Some people when the meal plan the plan breakfast, lunch, snack, and dinner for every day. I like to have a little wiggle room in the kitchen, so my meal planning is more like a meal guide.
1. Find a cookbook and flip through it for ideas.
This works great, because if I sit down with the purpose of planning our meals I draw a complete BLANK. The cookbooks help to get me thinking, and every so often we try something new.
2. Write down the dinners you want with ALL the ingredients.
This is probably the most important step. When I do our weekly meal calendar I do 5-6 meals, one night leftovers and one night Wonderful Man is completely in charge (usually date night). Writing down all the ingredients helps you to make sure you have everything either in your kitchen or on you grocery list. There are a few things I 'skip' in this step: salt, EVO, pepper, and basic things I KNOW I have.
3. Make a grocery list.
From step two if it wasn't in the kitchen, it goes on the grocery list. That way it doesn't come to Tuesday, and you are missing cream for your pot pie or something important.
4. Grocery shop with a LIST.
Second most important step. With out a list you will wander the store and BUY MORE than you need, and stuff you can't make dinners with. So you just end up at the store more, spending more money.
5. Repeat.
Repeat weekly/bi-weekly/monthly/however often you want to shopping.

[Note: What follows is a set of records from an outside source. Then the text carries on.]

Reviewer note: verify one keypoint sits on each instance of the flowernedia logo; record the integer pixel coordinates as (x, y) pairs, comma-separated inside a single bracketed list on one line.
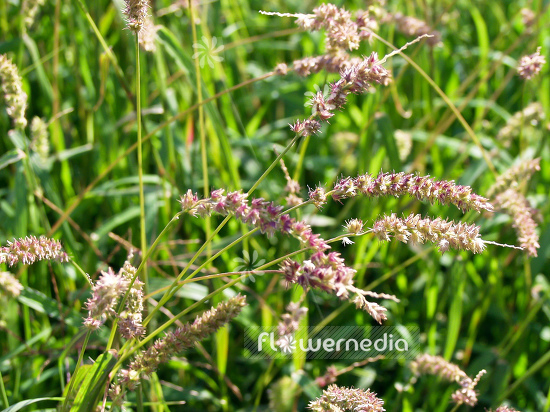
[(334, 342)]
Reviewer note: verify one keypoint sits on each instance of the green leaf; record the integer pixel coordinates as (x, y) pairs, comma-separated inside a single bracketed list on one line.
[(93, 385)]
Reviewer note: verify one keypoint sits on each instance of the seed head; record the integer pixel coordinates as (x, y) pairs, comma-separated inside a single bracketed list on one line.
[(445, 234)]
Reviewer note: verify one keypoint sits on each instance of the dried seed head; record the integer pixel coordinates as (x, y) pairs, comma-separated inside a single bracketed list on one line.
[(411, 26), (183, 338), (436, 365), (514, 176), (136, 12), (40, 139), (516, 205), (445, 234), (337, 398), (32, 249), (105, 295)]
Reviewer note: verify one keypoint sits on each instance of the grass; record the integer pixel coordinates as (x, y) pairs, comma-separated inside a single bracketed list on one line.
[(226, 126)]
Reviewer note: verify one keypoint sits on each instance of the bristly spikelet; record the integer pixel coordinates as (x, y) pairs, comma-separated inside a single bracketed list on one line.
[(29, 10), (174, 343), (130, 319), (529, 66), (106, 294), (445, 234), (32, 249), (136, 12), (12, 89), (336, 398)]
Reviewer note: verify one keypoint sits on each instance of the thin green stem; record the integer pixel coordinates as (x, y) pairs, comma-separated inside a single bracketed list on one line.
[(448, 101), (201, 127), (80, 359), (163, 327)]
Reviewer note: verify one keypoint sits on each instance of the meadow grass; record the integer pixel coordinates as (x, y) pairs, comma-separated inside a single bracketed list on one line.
[(126, 133)]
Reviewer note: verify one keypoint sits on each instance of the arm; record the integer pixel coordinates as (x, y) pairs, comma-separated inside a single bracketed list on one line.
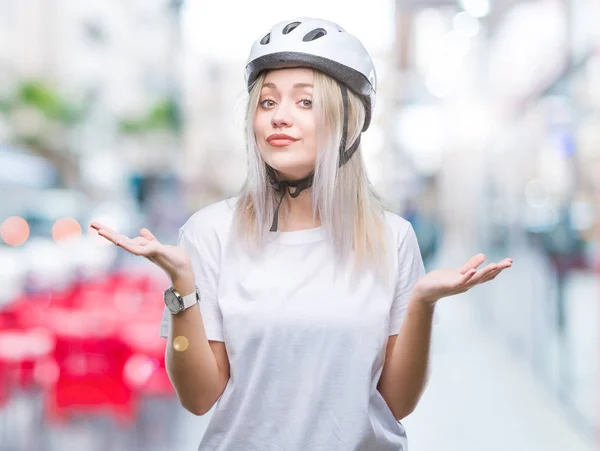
[(199, 373), (406, 369)]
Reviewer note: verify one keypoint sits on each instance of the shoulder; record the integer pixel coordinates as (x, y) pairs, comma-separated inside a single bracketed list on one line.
[(397, 226), (213, 219)]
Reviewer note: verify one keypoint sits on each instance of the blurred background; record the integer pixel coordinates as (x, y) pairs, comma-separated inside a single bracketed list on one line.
[(486, 137)]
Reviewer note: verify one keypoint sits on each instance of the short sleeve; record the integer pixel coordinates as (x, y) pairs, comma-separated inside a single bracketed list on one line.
[(205, 265), (410, 269)]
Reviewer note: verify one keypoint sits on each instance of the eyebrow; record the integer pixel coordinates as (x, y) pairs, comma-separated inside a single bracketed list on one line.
[(297, 85)]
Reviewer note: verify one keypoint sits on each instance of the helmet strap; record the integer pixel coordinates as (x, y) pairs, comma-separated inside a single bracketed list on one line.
[(306, 182)]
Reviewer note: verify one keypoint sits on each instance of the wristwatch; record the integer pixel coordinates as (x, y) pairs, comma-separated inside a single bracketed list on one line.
[(177, 303)]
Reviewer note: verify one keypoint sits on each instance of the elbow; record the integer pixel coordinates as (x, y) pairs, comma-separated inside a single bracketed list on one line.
[(197, 409), (403, 412)]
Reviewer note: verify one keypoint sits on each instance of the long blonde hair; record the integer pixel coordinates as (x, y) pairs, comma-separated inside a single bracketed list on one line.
[(350, 210)]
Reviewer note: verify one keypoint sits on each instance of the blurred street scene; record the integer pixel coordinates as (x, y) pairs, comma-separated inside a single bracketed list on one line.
[(486, 136)]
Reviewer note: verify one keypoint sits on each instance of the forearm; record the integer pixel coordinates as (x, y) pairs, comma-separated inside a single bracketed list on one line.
[(405, 377), (193, 371)]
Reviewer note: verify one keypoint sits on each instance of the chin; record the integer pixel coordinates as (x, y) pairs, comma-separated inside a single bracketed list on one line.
[(292, 171)]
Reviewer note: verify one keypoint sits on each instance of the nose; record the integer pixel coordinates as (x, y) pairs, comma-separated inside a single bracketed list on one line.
[(281, 117)]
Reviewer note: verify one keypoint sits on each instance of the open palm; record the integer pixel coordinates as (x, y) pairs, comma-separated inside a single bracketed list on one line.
[(172, 259), (448, 282)]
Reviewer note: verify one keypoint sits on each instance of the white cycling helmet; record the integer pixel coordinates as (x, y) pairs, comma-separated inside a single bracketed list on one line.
[(318, 44)]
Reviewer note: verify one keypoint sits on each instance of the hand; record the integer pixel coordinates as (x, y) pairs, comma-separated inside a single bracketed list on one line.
[(448, 282), (171, 259)]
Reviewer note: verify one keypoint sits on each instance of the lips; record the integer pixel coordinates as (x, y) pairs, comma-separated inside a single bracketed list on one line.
[(280, 140)]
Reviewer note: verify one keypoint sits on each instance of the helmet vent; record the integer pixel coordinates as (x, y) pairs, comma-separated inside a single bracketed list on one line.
[(314, 34), (266, 39), (290, 27)]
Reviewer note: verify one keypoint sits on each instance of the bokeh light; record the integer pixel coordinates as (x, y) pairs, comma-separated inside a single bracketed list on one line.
[(14, 231), (66, 228)]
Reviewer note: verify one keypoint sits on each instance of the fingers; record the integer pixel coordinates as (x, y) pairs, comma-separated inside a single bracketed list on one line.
[(506, 263), (473, 262), (147, 234)]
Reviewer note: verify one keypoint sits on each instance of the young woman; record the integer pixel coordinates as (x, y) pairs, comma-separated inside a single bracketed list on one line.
[(301, 305)]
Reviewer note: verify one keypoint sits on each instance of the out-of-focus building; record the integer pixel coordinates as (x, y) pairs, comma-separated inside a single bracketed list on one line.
[(117, 59)]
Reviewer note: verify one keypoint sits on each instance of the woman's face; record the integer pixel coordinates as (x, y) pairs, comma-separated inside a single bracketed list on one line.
[(284, 123)]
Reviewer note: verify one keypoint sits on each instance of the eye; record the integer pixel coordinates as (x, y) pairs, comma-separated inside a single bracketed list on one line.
[(267, 103)]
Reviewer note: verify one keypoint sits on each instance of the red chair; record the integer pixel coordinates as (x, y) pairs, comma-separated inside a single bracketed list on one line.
[(90, 360)]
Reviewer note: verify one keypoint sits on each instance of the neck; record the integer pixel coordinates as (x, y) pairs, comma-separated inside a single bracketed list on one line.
[(299, 213)]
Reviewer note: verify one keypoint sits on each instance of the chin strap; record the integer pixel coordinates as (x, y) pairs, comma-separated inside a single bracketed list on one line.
[(301, 185)]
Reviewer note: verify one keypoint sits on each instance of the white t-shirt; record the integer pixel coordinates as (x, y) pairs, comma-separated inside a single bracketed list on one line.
[(306, 351)]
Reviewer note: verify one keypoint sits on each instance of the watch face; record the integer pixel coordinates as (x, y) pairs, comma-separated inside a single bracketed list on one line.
[(171, 301)]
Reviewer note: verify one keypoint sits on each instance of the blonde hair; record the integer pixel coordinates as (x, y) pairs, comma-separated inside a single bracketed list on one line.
[(351, 212)]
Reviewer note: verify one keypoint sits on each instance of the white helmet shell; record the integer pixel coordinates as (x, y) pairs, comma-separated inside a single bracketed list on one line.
[(321, 45)]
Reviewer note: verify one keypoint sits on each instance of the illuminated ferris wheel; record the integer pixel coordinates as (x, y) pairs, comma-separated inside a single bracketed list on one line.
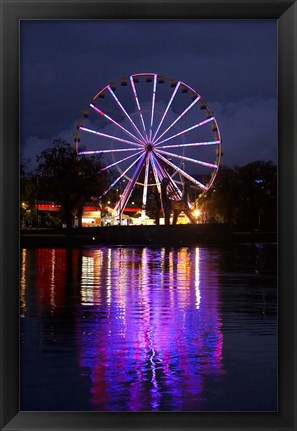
[(149, 127)]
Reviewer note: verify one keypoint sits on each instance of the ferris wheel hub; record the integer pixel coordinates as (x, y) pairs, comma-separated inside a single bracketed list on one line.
[(149, 147)]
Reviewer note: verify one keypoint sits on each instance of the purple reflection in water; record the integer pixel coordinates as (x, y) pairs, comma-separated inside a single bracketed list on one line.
[(151, 329)]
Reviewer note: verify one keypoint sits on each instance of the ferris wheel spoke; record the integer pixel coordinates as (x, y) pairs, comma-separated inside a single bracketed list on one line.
[(183, 173), (155, 173), (121, 176), (135, 144), (118, 150), (174, 188), (125, 112), (121, 204), (116, 123), (153, 106), (120, 161), (166, 110), (145, 185), (199, 162), (178, 118), (187, 130), (190, 144), (138, 106)]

I think it is fairly simple, and question are always welcome!!
I usually plan a few meals, but don't assign them to a certain day unless I need to. I like to have varying levels of prep to choose from. On days with a busy evening, I will plan a crockpot meal (many can be prepped and frozen before), we like to make big meals and have leftovers toward the end of the week when getting burnt out, and keep things like pasta on hand for a quick and easy meal.
ReplyDeleteTo save money, I try to figure out what I can make myself or buy in bulk. This week I turned some milk into cottage cheese for lasagna, I also like to make bread and granola from scratch, so wheat and oats are around in bulk.
Do you have a method for deciding what meals are worth recycling? I love looking through a cookbook or online, but sometimes trying new things turns out to be a lot of work, and I always forget to have standbys (besides pasta).
Those are great ideas. I will work on a "meal recycling' post for you along with some stand by meals.